Von Schalke über den SC Hassel zum VfB Hüls: Ein ehemaliger Junioren-Nationalspieler kickt in der Bezirksliga. Dominik Hamers vom Medienhaus Bauer sprach mit dem Winterzugang Kadir Gökyar.
von Dominik Hamers / Marler Zeitung (29.03.2018)
Zunächst mag man Kadir Gökyar nicht so recht glauben. Denn es ist wahrlich keine einladende Kulisse, die sich dem Besucher am Trainingsplatz des VfB Hüls bietet. Vor der Sporthalle liegt eine Baustelle, der Badeweiher scheint grau und trist, es regnet. Trotzdem sagt der 24-Jährige im Brustton der Überzeugung: „Hier bin ich zuhause und fühle mich wohl. Hier habe ich Spaß am Fußball.“
Mit Gökyars persönlichem Empfinden bei diesem Anblick mag es so sein wie mit einem Blick auf die Karriere des ehemaligen Junioren-Nationalspielers. Ein junger Fußballer, der seine ehemaligen Mannschaftskollegen Max Meyer, Leroy Sane und Thilo Kehrer fast nur noch im Fernsehen sieht, blüht plötzlich bei einem Bezirksligisten auf. Das muss man irgendwie verstehen.
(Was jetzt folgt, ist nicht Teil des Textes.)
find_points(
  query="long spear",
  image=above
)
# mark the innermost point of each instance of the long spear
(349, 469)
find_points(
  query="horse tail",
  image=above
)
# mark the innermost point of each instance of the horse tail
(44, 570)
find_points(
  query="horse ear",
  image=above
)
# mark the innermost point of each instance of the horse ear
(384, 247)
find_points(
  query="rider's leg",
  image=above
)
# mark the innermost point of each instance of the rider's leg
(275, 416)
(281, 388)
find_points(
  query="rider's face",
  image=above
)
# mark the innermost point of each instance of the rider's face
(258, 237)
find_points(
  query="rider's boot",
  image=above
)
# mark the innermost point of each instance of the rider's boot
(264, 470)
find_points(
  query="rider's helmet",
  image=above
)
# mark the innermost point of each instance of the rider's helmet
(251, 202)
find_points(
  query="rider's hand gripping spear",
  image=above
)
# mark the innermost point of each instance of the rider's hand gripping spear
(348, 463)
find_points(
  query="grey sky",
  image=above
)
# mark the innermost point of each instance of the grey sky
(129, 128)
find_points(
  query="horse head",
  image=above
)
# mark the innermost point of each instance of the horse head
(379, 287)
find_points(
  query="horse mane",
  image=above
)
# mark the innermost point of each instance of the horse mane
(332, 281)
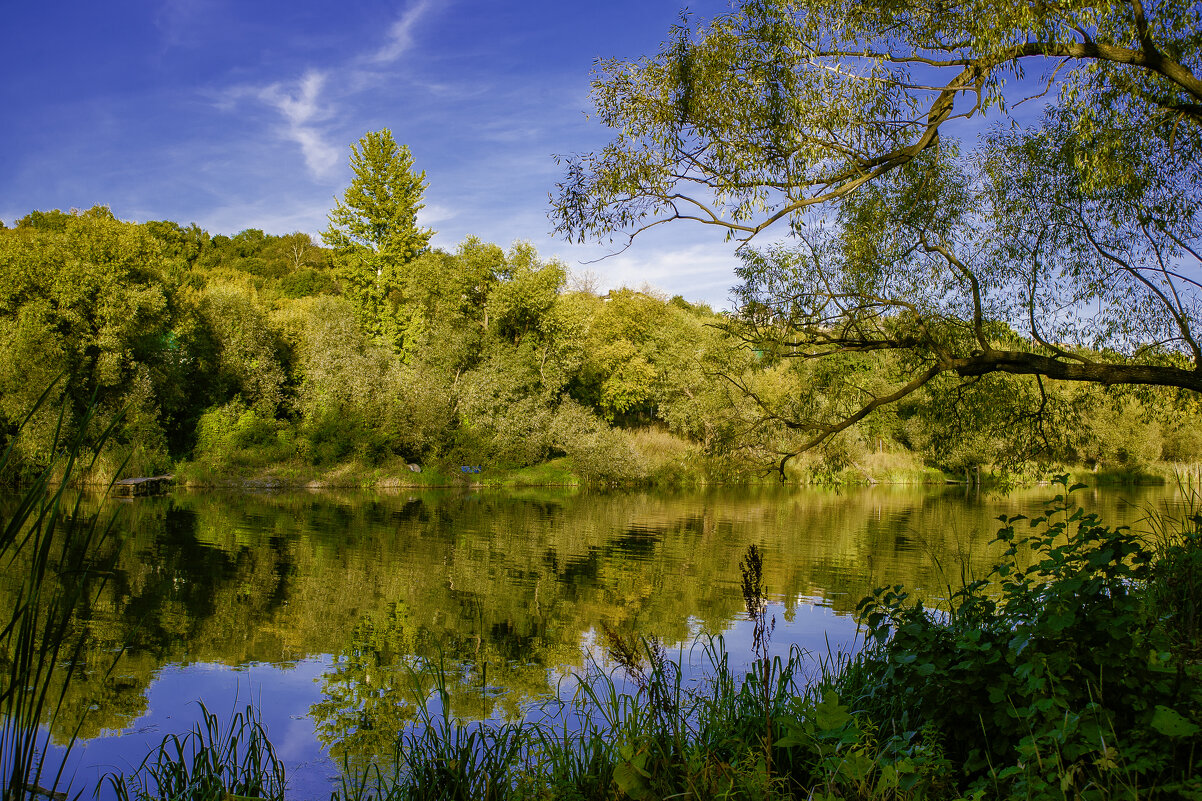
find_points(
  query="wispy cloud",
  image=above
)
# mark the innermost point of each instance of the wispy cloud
(301, 105)
(400, 33)
(304, 104)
Es gibt Dinge, die Menschen Kadir Gökyar auszeichnen. Seine Bescheidenheit zum Beispiel. Oder seine Höflichkeit.In erster Linie aber ist es der Umgang mit seiner Karriere. Die fing vielversprechend in der Jugend von Schalke 04 an – doch aus dem Traum Profifußball wurde nichts.
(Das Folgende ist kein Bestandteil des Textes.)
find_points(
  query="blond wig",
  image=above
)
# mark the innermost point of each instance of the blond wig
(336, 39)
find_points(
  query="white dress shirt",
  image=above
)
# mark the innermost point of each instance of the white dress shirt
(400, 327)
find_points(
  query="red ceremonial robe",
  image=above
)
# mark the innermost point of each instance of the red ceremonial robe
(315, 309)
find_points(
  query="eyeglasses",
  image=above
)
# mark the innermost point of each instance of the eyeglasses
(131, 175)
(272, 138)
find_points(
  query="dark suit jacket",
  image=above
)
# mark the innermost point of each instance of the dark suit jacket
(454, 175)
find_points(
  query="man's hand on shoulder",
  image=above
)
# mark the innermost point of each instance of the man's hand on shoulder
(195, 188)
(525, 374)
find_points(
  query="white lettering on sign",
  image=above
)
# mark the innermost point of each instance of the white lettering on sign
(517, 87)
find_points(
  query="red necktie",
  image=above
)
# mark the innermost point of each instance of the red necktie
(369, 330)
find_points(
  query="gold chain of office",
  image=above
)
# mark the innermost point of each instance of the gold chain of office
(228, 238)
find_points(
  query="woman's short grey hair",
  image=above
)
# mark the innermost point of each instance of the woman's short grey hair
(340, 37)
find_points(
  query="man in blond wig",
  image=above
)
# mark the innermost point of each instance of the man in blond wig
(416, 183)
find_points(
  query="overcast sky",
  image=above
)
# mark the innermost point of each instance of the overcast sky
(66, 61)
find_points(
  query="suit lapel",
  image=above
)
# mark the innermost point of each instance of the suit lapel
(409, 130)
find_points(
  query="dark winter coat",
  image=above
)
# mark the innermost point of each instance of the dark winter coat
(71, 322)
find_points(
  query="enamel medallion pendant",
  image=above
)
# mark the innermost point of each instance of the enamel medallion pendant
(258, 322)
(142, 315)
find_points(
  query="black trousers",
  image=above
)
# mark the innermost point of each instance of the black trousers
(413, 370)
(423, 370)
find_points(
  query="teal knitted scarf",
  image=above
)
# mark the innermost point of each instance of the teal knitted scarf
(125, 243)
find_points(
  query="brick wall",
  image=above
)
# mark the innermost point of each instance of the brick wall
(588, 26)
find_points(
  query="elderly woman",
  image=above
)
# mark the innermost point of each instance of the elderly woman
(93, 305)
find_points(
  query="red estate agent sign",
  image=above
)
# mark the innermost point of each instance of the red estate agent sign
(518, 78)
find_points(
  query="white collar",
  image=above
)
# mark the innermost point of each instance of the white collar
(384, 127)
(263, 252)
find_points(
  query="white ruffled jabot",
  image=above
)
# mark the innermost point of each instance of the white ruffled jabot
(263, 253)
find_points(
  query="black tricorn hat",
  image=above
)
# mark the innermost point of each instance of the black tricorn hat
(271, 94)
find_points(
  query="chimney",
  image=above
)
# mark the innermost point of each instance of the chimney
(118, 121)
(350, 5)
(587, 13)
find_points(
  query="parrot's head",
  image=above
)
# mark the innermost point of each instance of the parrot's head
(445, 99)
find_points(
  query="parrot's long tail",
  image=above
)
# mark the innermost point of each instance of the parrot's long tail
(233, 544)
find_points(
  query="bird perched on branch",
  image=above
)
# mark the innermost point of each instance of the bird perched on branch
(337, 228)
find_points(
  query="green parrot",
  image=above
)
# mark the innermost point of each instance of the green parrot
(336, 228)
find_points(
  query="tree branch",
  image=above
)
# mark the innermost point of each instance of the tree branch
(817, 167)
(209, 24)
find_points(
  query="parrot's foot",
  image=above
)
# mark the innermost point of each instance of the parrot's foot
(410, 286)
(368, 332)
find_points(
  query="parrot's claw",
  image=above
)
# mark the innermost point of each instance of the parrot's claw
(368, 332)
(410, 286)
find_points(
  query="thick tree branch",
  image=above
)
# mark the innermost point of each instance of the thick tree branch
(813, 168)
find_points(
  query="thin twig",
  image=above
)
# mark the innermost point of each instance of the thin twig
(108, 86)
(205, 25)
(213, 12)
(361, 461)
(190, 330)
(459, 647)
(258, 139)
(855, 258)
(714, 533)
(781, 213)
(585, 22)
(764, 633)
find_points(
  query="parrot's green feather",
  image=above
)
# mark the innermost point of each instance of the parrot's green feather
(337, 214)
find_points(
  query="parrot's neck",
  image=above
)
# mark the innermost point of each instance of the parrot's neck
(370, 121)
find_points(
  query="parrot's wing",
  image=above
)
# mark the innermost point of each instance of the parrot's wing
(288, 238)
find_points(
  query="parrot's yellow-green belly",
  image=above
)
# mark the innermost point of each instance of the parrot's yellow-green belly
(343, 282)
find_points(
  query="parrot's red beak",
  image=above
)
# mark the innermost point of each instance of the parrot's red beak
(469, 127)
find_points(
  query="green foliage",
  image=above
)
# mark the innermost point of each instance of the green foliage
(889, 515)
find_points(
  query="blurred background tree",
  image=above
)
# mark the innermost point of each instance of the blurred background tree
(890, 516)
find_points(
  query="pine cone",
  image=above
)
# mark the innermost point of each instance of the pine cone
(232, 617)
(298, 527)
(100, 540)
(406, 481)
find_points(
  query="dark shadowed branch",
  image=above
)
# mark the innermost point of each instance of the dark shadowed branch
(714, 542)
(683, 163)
"Hier beim VfB habe ich Lust auf Fußball"
Ob er irgendwann, an einem bestimmten Punkt seiner Karriere, falsch abgebogen ist, interessiert Kadir Gökyar heute nicht mehr. „Ich bin keiner, der die Schuld bei anderen sucht“, betont er. Für ihn ist wichtig: „Hier beim VfB habe ich Lust auf Fußball.“
Freilich: Als er sich im Winter für einen erneuten Wechsel zum Badeweiher entschied, da hätte er bei höherklassigen Klubs unterschreiben können. Schließlich war er nach dem Rückzug des SC Hassel aus der Oberliga Westfalen auf dem Markt – und der ehemalige Schalker ist in der Fußballszene kein Unbekannter. „Das Telefon stand nicht mehr still“, erinnert er sich – und lacht, als er das sagt.
Statt Westfalen- oder Oberliga heißt sein Alltag Bezirksliga. „Ich habe mittlerweile einen Punkt erreicht, an dem mir klar wird, dass ich auf das ganze Hin und Her keine Lust mehr habe. Ich will einfach nur auf dem Platz stehen“, sagt er. Und das nach Möglichkeit ambitioniert.
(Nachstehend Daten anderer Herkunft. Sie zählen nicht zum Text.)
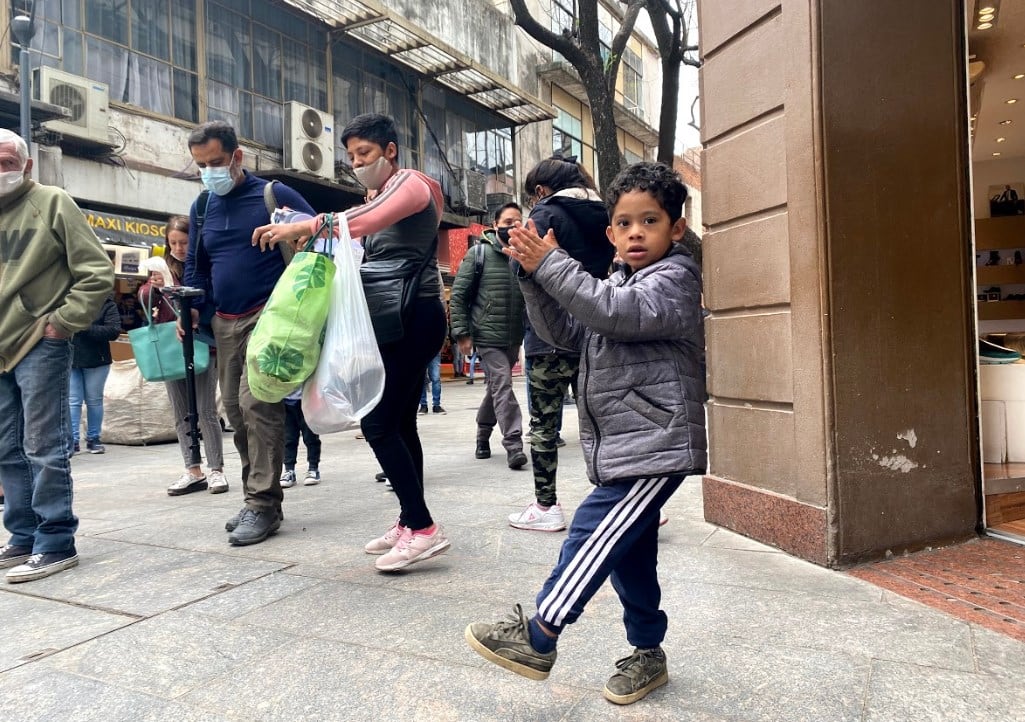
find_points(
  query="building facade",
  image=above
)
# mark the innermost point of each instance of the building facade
(461, 81)
(844, 411)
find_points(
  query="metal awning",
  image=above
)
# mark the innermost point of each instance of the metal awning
(565, 76)
(381, 30)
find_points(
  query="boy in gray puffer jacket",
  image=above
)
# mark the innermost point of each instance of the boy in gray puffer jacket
(642, 422)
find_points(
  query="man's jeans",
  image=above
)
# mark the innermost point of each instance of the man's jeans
(34, 433)
(499, 404)
(87, 385)
(259, 427)
(435, 379)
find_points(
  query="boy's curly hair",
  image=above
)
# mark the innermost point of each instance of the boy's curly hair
(657, 178)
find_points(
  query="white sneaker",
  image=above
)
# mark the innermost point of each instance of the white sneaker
(537, 519)
(413, 548)
(383, 544)
(218, 484)
(186, 484)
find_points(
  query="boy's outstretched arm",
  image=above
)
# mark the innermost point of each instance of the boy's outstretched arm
(663, 305)
(547, 319)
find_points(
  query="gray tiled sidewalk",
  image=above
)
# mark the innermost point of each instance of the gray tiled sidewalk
(164, 620)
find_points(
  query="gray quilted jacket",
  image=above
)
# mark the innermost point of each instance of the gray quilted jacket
(642, 383)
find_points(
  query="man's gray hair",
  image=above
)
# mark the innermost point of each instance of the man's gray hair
(19, 146)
Unter Trainer Christoph Schlebach spielt Gökyar mit dem VfB Hüls um den Aufstieg in die Landesliga. „Es wäre toll, wenn wir so lange wie möglich oben mitspielen“, sagt der 24-Jährige. Gökyar formuliert das vorsichtig, sein Verein peilt ganz klar den Aufstieg an. Es wäre ein bedeutsamer Schritt. Einer, der für beide – den VfB Hüls und Kadir Gökyar – ein bisschen mehr Glanz versprechen würde.
Der Mittelfeldspieler macht es einem übrigens einfach, seine ganz persönliche Zufriedenheit nachvollziehen zu können. „Egal, welche Ziele ich hätte erreichen können – für mich gilt, dass ich nie meine Wurzeln vergesse“, sagt er bedeutungsschwer.
Als „Marler Junge“, wie er sich selbst bezeichnet, sei es eine Herzensangelegenheit gewesen, sich für den VfB zu entscheiden. „Hier ist alles so familiär. Ich merke, dass ich hier gebraucht werde“, erklärt er.
INFO Kadir Gökyar
wurde 1994 in Marl geboren. Beim FC Schalke 04 durchlief er von der U14 bis zur U23 alle Nachwuchs-Mannschaften. Für die deutsche U17-Nationalmannschaft absolvierte er sechs Spiele, für die U16-Auswahl trat er einmal an.